Identificada a primeira organela do núcleo celular (30/05/2004)

Atualmente, escolas e universidades ensinam que o núcleo da célula é composto apenas pelo material genético, chamado cromatina (DNA), pela carioteca (envoltório nuclear) e pelo nucléolo. Em alguns anos, no entanto, o retículo nucleoplasmático também fará parte da descrição do núcleo; isso porque uma equipe de pesquisadores da Universidade de Yale, nos EUA, em parceria com a Universidade Federal de Minas Gerais (UFMG), identificou e mostrou o funcionamento dessa nova estrutura, responsável por armazenar e liberar cálcio - elemento fundamental em inúmeras atividades das células, como sua multiplicação, crescimento e transcrição dos genes (produção de proteínas). A presença desse maquinário permite que vários processos sejam regulados de forma independente no núcleo.

O cálcio fica armazenado principalmente dentro do retículo endoplasmático, organela do citoplasma também associada à produção e secreção de lipídeos, esteróides (hormônios derivados do colesterol), substâncias vindas do meio externo, além de estar envolvida no processo de síntese e secreção de proteínas. Até se dar a descoberta, biólogos celulares acreditavam que o cálcio entrava no núcleo vindo do citoplasma através de uma difusão, porque a parede do núcleo é bastante porosa e permite o intercâmbio de substâncias. Caso esse fosse o único meio do cálcio entrar no núcleo, este ficaria sujeito a funcionar como um compartimento único e homogêneo. Ao contrário, o núcleo é responsável por regular diversos processos simultaneamente e, portanto, fica mais fácil compreender a função de um retículo que armazene e secrete cálcio dentro do núcleo, o que permite atender diferentes necessidades locais. No núcleo, o cálcio deve regular prioritariamente a transcrição de alguns genes, que dependem deste elemento para ocorrer, e até afetar a própria estrutura do DNA, segundo afirmam os autores da pesquisa.
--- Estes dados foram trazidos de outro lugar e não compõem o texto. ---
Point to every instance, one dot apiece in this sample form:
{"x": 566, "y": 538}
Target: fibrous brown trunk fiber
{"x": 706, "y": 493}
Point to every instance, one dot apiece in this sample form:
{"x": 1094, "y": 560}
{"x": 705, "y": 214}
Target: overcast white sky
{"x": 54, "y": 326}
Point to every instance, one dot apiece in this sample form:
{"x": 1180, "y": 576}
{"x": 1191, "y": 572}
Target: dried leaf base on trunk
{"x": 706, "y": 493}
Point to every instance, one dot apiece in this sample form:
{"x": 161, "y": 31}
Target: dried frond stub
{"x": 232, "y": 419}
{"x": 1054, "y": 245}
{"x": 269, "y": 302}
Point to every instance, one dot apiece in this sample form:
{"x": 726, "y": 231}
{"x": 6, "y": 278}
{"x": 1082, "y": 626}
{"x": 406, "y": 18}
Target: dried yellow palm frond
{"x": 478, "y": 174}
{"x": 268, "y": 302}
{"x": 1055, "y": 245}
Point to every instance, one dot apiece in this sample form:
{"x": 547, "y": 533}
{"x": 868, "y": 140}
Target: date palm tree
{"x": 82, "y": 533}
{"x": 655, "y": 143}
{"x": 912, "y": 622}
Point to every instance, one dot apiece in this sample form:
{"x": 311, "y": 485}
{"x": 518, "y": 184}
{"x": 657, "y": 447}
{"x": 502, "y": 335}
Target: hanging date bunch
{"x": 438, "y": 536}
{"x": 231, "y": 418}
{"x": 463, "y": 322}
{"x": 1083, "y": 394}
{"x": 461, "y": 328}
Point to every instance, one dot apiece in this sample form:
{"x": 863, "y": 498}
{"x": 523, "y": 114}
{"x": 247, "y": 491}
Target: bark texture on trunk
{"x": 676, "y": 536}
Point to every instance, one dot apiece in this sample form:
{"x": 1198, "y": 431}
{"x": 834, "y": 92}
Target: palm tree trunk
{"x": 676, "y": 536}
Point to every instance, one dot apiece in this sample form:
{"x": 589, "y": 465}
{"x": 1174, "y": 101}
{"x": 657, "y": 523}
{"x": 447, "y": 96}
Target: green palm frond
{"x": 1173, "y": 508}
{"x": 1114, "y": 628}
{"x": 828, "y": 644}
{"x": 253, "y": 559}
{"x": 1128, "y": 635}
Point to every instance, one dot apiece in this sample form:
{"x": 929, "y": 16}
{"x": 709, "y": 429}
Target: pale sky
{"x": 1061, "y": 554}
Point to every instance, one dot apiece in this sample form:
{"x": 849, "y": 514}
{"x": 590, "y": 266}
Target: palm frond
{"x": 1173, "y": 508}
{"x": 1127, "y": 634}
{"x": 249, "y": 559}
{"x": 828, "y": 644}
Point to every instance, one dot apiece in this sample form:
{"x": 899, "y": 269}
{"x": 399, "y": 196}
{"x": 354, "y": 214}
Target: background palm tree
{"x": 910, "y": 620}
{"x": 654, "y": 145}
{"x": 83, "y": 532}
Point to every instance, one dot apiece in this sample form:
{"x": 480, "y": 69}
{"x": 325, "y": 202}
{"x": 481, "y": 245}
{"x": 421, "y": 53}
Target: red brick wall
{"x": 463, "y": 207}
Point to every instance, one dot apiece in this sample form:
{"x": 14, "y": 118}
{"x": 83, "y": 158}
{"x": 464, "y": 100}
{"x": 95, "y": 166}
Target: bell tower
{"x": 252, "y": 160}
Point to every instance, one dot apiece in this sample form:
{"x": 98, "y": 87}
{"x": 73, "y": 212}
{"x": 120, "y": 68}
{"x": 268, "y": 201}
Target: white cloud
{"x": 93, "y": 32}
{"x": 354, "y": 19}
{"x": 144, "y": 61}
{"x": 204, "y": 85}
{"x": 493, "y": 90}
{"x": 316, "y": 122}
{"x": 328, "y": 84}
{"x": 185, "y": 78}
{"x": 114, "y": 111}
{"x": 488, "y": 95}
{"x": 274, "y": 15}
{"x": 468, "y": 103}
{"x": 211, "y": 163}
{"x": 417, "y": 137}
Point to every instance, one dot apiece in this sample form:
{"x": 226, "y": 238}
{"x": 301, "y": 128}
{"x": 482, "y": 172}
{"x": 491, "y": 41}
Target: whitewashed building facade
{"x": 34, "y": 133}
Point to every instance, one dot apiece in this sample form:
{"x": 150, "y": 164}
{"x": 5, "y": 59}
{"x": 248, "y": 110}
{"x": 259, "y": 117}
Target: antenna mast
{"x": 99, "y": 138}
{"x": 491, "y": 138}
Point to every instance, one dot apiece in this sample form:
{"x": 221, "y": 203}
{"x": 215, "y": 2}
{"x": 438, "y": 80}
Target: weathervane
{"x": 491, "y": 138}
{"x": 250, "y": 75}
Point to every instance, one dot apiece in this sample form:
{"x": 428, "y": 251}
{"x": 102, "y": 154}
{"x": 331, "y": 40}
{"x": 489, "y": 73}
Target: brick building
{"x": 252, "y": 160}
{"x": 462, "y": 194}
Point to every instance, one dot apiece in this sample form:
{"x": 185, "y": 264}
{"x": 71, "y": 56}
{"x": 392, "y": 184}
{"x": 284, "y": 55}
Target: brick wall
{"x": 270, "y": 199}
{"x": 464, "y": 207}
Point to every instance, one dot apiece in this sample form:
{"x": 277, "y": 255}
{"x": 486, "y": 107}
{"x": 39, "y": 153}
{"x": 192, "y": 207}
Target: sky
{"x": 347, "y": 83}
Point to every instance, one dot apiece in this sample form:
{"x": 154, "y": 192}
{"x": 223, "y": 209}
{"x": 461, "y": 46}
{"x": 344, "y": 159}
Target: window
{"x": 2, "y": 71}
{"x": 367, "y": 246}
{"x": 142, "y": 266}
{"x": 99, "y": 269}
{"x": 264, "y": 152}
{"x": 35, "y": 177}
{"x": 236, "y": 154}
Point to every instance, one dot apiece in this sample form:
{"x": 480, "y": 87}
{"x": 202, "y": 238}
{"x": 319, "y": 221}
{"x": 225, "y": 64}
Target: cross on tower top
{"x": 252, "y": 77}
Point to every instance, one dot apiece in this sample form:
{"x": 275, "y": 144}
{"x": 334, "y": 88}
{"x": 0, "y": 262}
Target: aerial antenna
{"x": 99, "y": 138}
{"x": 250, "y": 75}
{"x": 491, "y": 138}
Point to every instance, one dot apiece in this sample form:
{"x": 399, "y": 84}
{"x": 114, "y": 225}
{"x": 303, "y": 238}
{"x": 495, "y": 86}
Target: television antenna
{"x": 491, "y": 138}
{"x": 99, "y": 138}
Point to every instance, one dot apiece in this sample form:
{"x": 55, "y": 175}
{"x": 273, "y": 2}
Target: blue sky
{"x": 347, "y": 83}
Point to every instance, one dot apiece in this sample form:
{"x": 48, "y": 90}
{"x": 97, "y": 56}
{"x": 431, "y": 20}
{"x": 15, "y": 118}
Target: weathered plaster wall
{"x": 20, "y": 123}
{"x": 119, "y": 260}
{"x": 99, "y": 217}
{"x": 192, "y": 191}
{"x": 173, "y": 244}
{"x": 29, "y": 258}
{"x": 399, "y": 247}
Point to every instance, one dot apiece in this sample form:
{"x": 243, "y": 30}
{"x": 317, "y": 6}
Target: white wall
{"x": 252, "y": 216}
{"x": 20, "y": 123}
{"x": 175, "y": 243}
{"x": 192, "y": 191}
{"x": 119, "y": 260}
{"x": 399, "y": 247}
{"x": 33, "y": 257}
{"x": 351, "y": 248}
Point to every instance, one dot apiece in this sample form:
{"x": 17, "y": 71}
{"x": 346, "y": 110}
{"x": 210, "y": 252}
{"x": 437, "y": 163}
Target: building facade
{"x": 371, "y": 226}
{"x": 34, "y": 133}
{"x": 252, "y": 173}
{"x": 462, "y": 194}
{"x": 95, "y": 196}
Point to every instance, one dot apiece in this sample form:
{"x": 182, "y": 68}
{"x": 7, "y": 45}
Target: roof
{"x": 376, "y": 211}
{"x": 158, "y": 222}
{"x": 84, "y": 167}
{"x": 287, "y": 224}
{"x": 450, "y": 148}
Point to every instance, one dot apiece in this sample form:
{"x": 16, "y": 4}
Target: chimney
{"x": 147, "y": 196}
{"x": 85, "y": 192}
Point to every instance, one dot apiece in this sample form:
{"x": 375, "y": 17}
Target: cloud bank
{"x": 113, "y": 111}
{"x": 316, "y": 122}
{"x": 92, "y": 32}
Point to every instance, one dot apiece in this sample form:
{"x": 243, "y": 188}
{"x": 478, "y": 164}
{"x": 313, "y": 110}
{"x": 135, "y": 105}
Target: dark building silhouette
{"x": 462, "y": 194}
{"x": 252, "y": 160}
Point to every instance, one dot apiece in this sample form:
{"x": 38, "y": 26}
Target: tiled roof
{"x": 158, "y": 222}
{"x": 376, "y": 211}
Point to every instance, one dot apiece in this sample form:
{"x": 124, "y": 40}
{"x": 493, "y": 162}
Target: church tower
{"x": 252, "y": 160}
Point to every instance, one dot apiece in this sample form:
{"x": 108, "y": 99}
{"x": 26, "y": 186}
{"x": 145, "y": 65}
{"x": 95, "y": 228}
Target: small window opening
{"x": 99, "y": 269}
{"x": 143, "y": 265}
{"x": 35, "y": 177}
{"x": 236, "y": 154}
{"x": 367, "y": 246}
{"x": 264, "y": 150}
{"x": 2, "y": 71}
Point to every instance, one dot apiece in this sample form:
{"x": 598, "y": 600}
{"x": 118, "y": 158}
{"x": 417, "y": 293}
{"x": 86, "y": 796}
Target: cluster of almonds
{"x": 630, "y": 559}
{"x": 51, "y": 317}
Embora o retículo nucleoplasmático não tivesse sido reconhecido anteriormente como sendo uma organela, já havia sido observado como sendo extensão do núcleo que estaria presente em vários tipos de células dos mamíferos. Essa descrição se confirma, já que o recém descoberto retículo nucleoplasmático está fisicamente ligado tanto ao retículo endoplasmático quanto à membrana nuclear, ou envelope nuclear.

O que impossibilitou a observação prévia do retículo no núcleo foi a falta de um microscópio de alta resolução, segundo explica Maria de Fátima Leite, do Departamento de Fisiologia e Biofísica do Instituto de ciências Biológicas da UFMG e uma das autoras da pesquisa. Para a realização desse estudo, Leite e seus colegas da Yale utilizaram o microscópio Two Photon, de alta resolução. Como diz o nome, ele utiliza dois fótons que incidem simultaneamente sobre o material, diminuindo os danos causados às estruturas celulares e também aumentando a resolução da imagem. Esse tipo de microscópio não existe no Brasil e, mesmo nos EUA, existe em número reduzido. Para a realização da pesquisa, a equipe teve de adaptar o microscópio para a observação da microestrutura nuclear, contando, para isso, com a colaboração do físico Michael Nathanson, da Universidade de Cornell, no estado de Nova Iorque, que duplicou a freqüência dos fótons.

Os núcleos observados foram extraídos de células hepáticas (do fígado) de ratos, mas posteriormente observou-se a mesma organela em núcleos de células de ovário de hamsters e de células do coração e cérebro de camundongos. "Parece ser uma característica universal", opinou a pesquisadora brasileira. Embora as pesquisas em células humanas não tenham sido feitas, esta descoberta irá possibilitar muitos estudos em diferentes tipos de células e espécies.

"Acho que essa descoberta é algo fantástico, que veio para ficar. É como descobrir um novo órgão", compara, entusiasmada, a bióloga da UFMG. De agora em diante, outras pesquisas deverão ser conduzidas de forma a melhor compreender a regulação dos sinais de cálcio e mapear os tipos celulares e espécies de eucariotos (organismos que possuem células com núcleo organizado) que venham a ter o retículo nucleoplasmático. Mas a presença dessa organela no núcleo deverá revelar novas funções de controle nuclear do cálcio.

A pesquisa foi publicada em forma de artigo na revista científica britânica Nature Cell Biology em 22 de abril passado e já repercutiu de forma positiva na comunidade científica em editorial na norte-americana Science (9 de maio de 2003), na The Journal of Cell Biology (vol. 161, N.4, 2003) e em julho, será publicado no editorial da. Nature Reviews Molecular Cell Biology.